THE WRITTEN WORD
Emerging from the depth of the unknown past, our early ancestors began to extend the advantages of speech into ways of leaving silent messages.
Beginning with petrographs carved on stone during the Neolithic and Bronze ages, the symbols evolved into the more organized arrangements found in the glyphs of the budding civilizations of the Orient, Indus Valley, Mesopotamia, Egypt and in Americas the Mayan glyphs of the Yucatan. First in Greece, and then Rome the alphabetical symbols were codified into the western alphabets as we know them, yet outliers such as the Germanic Runes or Irish Ogham continued in use into the middle Ages. As linguists analyze and compare the world language tree, they find both vast differences and surprising similarities.

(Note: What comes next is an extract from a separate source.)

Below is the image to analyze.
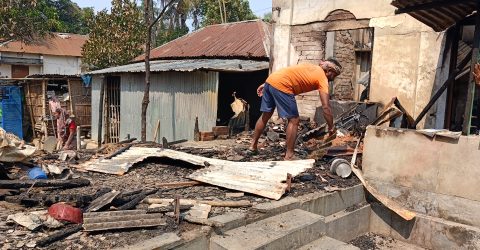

Epigraphy is the study of ancient inscriptions, usually found on hard surfaces such as stone. NEARA members use epigraphic study and comparison to study early transoceanic contacts in the Americas. The majority opinion of American archaeologists is that there are no authentic Old World inscriptions in the Americas and that none should be expected because there were no proven foreign contacts except by the Norse at Newfoundland. Even the Norse inscriptions are considered spurious by opponents of early voyaging. Evidence indicating early sea travel is not welcomed by those already convinced that it did not or could not have happened. Common arguments against early contact are as follows:
The Oceans were barriers to travel, not highways, and people simply lacked the capacity to sail or paddle more than a few miles from shore before the exploits of the great European navigators of the 15th century.
Over 6,000 languages are spoken around the world, yet the number of written languages has not been determined. Mandarin Chinese boasts the most speakers,with Spanish and English second and third. The Americas count up to 1,000 indigenous languages and some researchers suggest that there may have been up to 2,000 in the more distant past, with Mayan glyphs the only "written system" with the exception of the controversial Canadian Micmac hieroglyphs. However pictorial systems (picture writing) whether on stone bark or skin were common among native populations.
Within NEARA's purview, there are scattered examples of purported near or Middle Eastern, Mediterranean, Germanic and Celtic inscriptions. These have mostly been deemed "impossible" or outright hoaxes, but there is compelling evidence for authentic examples as well. The two categories that have drawn the most attention and most controversy derive from the broader subjects of both Norse and Celtic contact with the Americas. Any number of carved stones have been interpreted as being Irish or Celt Iberian Ogham while others suggest variations on Norse Runic alphabets.